Hurricane Sandy is likely to cause more delinquencies within pools of residential mortgage-backed securities that are collateralized by properties damaged in the storm, Fitch Ratings said.

But while RMBS loans are expected to see higher delinquency rates in the months to come, the ratings giant says the overall impact of Sandy on residential mortgage bonds is likely to be minimal.

To reach this conclusion, Fitch examined what happened to RMBS pools in the wake of Hurricane Katrina, which socked the Gulf Coast in 2005, leaving 1,800 dead and countless homes damaged.

After Katrina, mortgage loan delinquencies in areas impacted by the storm tripled from 17% of all loans outstanding to 45%. But within a year, delinquencies fell back to only 25% of all mortgages outstanding.
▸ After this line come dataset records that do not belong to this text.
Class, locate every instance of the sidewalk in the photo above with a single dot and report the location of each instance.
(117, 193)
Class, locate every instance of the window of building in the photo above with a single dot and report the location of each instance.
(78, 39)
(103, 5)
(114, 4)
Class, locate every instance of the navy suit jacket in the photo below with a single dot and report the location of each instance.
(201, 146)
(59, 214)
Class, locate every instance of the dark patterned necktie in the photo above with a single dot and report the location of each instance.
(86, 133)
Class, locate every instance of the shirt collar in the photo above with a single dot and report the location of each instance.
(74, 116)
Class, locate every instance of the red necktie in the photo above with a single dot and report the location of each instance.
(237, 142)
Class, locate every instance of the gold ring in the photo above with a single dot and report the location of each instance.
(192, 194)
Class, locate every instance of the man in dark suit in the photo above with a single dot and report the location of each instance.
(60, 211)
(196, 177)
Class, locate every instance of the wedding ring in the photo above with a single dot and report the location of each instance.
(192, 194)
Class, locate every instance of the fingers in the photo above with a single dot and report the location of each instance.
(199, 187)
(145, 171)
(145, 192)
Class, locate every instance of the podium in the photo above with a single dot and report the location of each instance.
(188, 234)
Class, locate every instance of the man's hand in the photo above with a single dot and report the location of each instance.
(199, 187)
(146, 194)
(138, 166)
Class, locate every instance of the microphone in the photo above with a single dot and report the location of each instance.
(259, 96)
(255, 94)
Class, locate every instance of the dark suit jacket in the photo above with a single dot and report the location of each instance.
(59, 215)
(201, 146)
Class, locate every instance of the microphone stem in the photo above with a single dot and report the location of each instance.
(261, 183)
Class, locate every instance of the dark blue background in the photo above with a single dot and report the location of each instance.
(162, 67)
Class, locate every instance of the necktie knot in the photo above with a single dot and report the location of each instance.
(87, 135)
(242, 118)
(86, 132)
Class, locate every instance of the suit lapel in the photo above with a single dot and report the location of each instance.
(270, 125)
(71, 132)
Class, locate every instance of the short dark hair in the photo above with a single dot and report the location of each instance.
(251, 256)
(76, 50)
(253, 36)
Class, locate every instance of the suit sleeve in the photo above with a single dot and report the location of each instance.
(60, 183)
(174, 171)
The delinquencies dropped as families returned home, insurance proceeds were paid out and businesses reopened their doors.

By the time residents returned, delinquencies had edged up 47%, or 1.4 times the initial delinquency level set before the storm. 

"Although the disruption caused by Sandy will likely prove to be significantly less than that caused by Katrina, a similar 1.4x delinquency increase in the areas most affected by Sandy would generally have a modest overall impact on RMBS pools since the states of New York, New Jersey and Pennsylvania only account for roughly 12% of outstanding RMBS mortgage loans," Fitch said.

Second homes located in the affected New England states are expected to be disproportionately impacted. Yet, they account for only 1% of total mortgage pools.

Fitch does not anticipate the placement of a ratings watch for RMBS classes because of the storm.